18 Jahwe is koning, voor altijd en eeuwig!
19 Toen de paarden van Farao, met de wagens en de wagenmenners, in de zee gekomen waren, liet Jahwe de wateren van de zee over hen terugvloeien. Maar de Israëlieten waren over de droge bedding gegaan, midden in de zee.
20 En Mirjam, de profetes, een zuster van Aäron, pakte haar tamboerijn, en alle vrouwen volgden haar, dansend en spelend op de tamboerijn.
21 Mirjam zong het refrein: Zing voor Jahwe, want Hij is de hoogste; paard en berijder dreef Hij in zee.
22 Toen liet Mozes de Israëlieten van de Rietzee verder trekken naar de woestijn van Sur. Drie dagen trokken zij door de woestijn, zonder water te vinden.
23 Zij kwamen in Mara, maar het water van Mara was niet te drinken omdat het bitter was. Daarom heet die plaats dan ook Mara.
24 Het volk begon te morren tegen Mozes en vroeg: 'Wat moeten we drinken?'
25 Mozes smeekte Jahwe om hulp, en Jahwe wees hem een stuk hout aan. Hij wierp dat in het water, en het water werd zoet. Daar gaf hij hun regels en recht, en leerde hun daarmee te leven.

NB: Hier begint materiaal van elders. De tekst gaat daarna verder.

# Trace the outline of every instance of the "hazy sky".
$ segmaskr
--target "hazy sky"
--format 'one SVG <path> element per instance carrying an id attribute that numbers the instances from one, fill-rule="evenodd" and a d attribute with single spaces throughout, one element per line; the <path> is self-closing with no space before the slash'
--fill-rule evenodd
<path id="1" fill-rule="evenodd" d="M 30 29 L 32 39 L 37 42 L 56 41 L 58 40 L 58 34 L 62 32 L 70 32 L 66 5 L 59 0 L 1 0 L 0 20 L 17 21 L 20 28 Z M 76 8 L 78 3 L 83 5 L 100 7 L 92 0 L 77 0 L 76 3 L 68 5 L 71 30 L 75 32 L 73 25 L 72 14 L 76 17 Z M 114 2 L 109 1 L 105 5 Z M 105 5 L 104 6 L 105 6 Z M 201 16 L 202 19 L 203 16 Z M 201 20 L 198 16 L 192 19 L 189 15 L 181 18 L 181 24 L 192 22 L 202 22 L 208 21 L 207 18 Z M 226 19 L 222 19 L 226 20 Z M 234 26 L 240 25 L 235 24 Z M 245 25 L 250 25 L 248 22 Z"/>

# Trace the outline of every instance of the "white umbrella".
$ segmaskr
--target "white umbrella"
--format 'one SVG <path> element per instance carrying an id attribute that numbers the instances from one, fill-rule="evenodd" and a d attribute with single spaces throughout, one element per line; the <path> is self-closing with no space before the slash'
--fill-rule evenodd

26 Hij hield hun voor: 'Als gij oprecht gehoorzaamt aan het woord van Jahwe, uw God, en als gij doet wat in zijn ogen goed is, als gij zijn voorschriften opvolgt en zijn verordeningen onderhoudt: dan zal geen van de ziekten die Ik over Egypte deed komen, u treffen. Ik ben Jahwe, uw geneesheer.'
27 Zij kwamen vervolgens te Elim, een plaats met twaalf bronnen en zeventig palmen, en legerden zich daar bij water.